Maybe it’s the light, the brilliant golden light, that seems to make the shadows darker. Maybe because Los Angeles is situated as a tenuous oasis on the edge of deserts as unforgiving as the moon? It could be the skepticism of the mass-market dream machine, the fear of easily promised hope -- as Christopher Isherwood put it : ''California is a tragic country -- like Palestine, like every Promised Land.'' For whatever and many reasons, Los Angeles in fiction often focuses on the city’s dangerously dark side hiding under that sunny face, and this paradox has been the stuff of great writing to this day.
On Tuesday Nov 3 the Literature and Fiction Department is hosting four scribes who know LA’s dark side. At 7 PM, Steph Cha, Kim Cooper, Mary McCoy and Richard Lange will gather at the Mark Taper Auditorium in Central Library. These writers hold a common love for Los Angeles and its contradictions.
Korean-American Steph Cha grew up in Encino with a mom who encouraged her to read and write “without realizing those things would turn me into a writer”. A long-time Chandler fan, Cha was drawn by the noirish mysteries set in her hometown, yet “while I don't feel that removed from the American mainstream, I found it strange and discomforting that my community was more or less ignored in literature. “ Cha is broadening the genre, from both a Korean Angeleno and a female perspective, with her series featuring young yet worldly wise detective Juniper Song, the third installment of which, Dead Soon Enough, will win even more fans. While she herself is a fan of Didion and Ellroy, her love of Chandler is apparent, and his influence is not only felt but discussed in her novels, to much critical acclaim.

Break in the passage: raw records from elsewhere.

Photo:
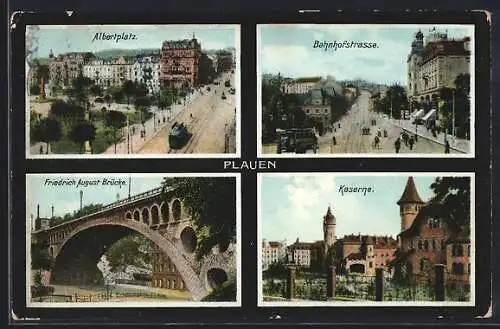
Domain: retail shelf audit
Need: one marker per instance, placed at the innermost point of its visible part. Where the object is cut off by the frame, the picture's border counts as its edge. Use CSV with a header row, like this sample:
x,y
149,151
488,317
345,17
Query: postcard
x,y
366,239
365,90
133,240
132,91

A love for Chandler is part of Kim Cooper’s love of LA history and its stories. Says the third-generation Angeleno: “I truly didn't realize until I left for college what an unusual place I came from. Since returning in the mid-1990s, I've taken great delight in ferreting out forgotten stories of Angelenos in ever more extreme situations, first for my own amusement and eventually as a profession.” Cooper pursued her interest first by creating the 1947project, the crime-a-day time travel blog, which spawned a series of popular crime bus tours, Esotouric Bus Adventures. Her research led her to write The Kept Girl, a fictionalization of the machinations of the Great Eleven, a scandalous religious cult operating in the 1920's. Though Cooper has nonfiction books under her belt, she felt that fiction was the appropriate approach to this story. In this way she was able to feature a troubled oil-company executive named Raymond Chandler, who is set on the trail of a killer Cooper finds particularly terrifying: the spiritual true believer who draws dozens of people in to share in her madness. The tale of spiritual seekers and con artists finds a great raconteuse in Cooper.

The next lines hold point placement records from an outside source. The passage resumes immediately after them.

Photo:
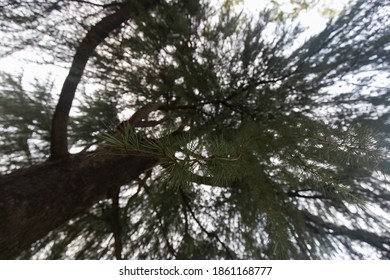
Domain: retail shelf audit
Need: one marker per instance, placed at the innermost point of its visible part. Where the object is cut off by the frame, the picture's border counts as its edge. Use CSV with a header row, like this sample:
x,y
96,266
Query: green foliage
x,y
248,166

Richard Lange came to Los Angeles from the Central Valley at the age of 17, and as he says, “never left, and never will.” He writes about LA because, from a practical point of view, it’s the city which he knows the geography and culture the best. From the creative point of view, he’s also compelled by the many different types of people drawn to LA -- “winners and losers, strivers and scammers, hopeful and completely broken -- there are so many stories...I could write a story a day just about my walk to get coffee in the morning.” His stories and novels are much acclaimed; of his most recent story collection, Sweet Nothing, author T.C. Boyle exclaimed “Lange's stories combine the truth-telling and immediacy of Raymond Carver with the casual hip of Denis Johnson. There is a potent artistic sensibility at work here.”
For Lange, the darkness of LA has an avatar in the form of the Night Stalker, Richard Ramirez, who still freaks the other Richard out. “I remember how terrified the city was. This guy was a horror movie come to life, with the mutilations and satanic symbols. I was living in Koreatown at the time, and they found his car in the parking lot of the Chapman Market. He also used to patronize a bikini bar on Sixth Street, The Dragon Lady, where I spent a fair bit of time. I never saw him, or at least I don't think I did. You'd notice a glare like that, wouldn't you?” Here’s hoping we don’t find out!
Moderator Mary McCoy is an adopted Angeleno. A librarian with the Central Library, she had daily access to the historical collection, which was a boon as she was fascinated by the city’s history: “When I first started reading and writing about LA, I was drawn in by the Hollywood Babylon-esque details, but the deeper I dug, I started thinking about the real people involved. That's when I really got hooked because a lurid Hollywood story is only interesting if there are real, living, breathing, sympathetic characters behind them.” This approach is apparent in her novel Dead to Me, dubbed admiringly “teen LA Confidential”. Set in the 1940’s, the book features a teen who, spurred by her love of detective lore, sets out to find her wayward sister and finds much more than she expected.
McCoy’s favorite dark LA story is Megan Abbott's second novel, The Song is You, loosely based on an unsolved mystery: the disappearance of Jean Spangler, a young mother and aspiring starlet. A few days after she disappeared, police found her purse in Griffith Park with a note inside that read, “Kirk – Can’t wait any longer. Going to see Dr. Scott. It will work out best this way while mother is away…"
“Occam's razor doesn't even begin to help narrowing down the suspects and motives in this case,” notes McCoy. “There were rumors that Spangler was pregnant, and that she may have died following an illegal abortion. She'd recently appeared as an extra in a Kirk Douglas movie, and he was questioned. Spangler had ties to LA gangsters and the custody battle with her ex had been nasty. And police also received tips that Spangler wasn't dead at all and was hiding out in El Paso. So what happened? Nobody knows, and maybe nobody ever will.”
What we do know is that darkness is an enduring trope of Los Angeles stories, and these four writers are among the latest generation giving voice to that tradition. The authors will be signing books after the discussion.